Boxed items like cookies and crackers that contain processed polyunsaturated fats are doctored with antioxidants and even antibiotics to protect them from spoiling. Once they’re consumed, however, they still have to be protected from going rancid. Biochemical laws work the same way whether inside or outside the body. There are plenty of bacteria throughout the body that would be eager to take up house-keeping in rancid fats. The body has devised all kinds of strategies for protecting fats from oxidation (becoming rancid) and from attack by bacteria. But its task is rendered much easier for saturated rather than unsaturated fats, and for fresh rather than stale fats.
If we stop trying to get by on as few fats as possible in the diet, then we don’t have to become so preoccupied with getting the “right” kinds of fats. If the body is supplied with an overabundance of fats, it can pick and choose to find the perfect fat to match each particular need; excess or defective fats can just be used as fuel, where it’s not very important which fat it is, as long as it can be broken down to release energy.

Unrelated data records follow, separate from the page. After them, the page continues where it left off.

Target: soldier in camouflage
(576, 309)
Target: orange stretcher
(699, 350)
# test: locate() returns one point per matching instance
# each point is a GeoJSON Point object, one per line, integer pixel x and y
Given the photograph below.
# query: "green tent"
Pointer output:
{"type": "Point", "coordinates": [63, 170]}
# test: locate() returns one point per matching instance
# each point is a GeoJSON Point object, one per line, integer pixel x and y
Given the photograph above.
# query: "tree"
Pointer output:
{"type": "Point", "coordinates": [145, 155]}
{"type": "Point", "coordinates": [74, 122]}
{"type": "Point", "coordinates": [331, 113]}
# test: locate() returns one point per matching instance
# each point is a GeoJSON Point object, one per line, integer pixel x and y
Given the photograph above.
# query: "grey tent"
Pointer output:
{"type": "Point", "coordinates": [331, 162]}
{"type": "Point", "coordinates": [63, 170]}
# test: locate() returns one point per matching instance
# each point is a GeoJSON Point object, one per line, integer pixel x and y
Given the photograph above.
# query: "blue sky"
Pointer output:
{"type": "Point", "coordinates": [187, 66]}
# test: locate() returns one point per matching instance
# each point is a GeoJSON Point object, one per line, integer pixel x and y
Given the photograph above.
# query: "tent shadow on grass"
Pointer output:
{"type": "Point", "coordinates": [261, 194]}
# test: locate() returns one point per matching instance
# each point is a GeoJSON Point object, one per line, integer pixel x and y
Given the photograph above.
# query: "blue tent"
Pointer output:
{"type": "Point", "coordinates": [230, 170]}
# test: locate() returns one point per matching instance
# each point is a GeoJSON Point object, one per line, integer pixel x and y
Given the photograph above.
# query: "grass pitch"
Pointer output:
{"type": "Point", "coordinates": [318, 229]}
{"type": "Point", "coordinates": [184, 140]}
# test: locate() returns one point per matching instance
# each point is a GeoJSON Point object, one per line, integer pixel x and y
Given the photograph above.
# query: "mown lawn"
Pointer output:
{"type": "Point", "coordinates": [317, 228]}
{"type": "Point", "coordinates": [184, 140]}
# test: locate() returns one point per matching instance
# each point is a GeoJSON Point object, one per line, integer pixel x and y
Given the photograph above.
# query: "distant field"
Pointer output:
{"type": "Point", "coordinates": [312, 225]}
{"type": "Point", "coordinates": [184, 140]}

15. Summary and Conclusion
This is an exciting time for Alzheimer’s research, as new and surprising discoveries are coming out at a rapid pace, and evidence is mounting to support the notion that Alzheimer’s is a nutritional deficiency disease. It is an indication of how much progress has been made in recent years to note that 42% of the references in this essay were published in 2008 or 2009. A popular new theory is that Alzheimer’s may grow out of an impaired ability to metabolize glucose in the brain. The term “type-3 diabetes” has been coined to describe this defect, which often appears long before any symptoms of Alzheimer’s [49]. A shift from aerobic towards anaerobic glucose metabolism in the brain seems to be a harbinger of Alzheimer’s later in life, but I argue that the reason for this shift is both to provide a basic ingredient (pyruvate) from which to synthesize fatty acids, while simultaneously protecting them from potentially damaging oxidation. The ApoE-4 allele, which is associated with increased risk to Alzheimer’s, clearly implicates defects in fat and cholesterol transport, and the remarkable 6-fold reduction in the amount of fatty acids present in the cerebrospinal fluid of Alzheimer’s patients [38] speaks loudly the message that fat insufficiency is a key part of the picture. The observation that the myelin is degraded in the frontal lobes of the brains of people possessing the apoE-4 allele further substantiates the theory that the myelin repair mechanism is defective.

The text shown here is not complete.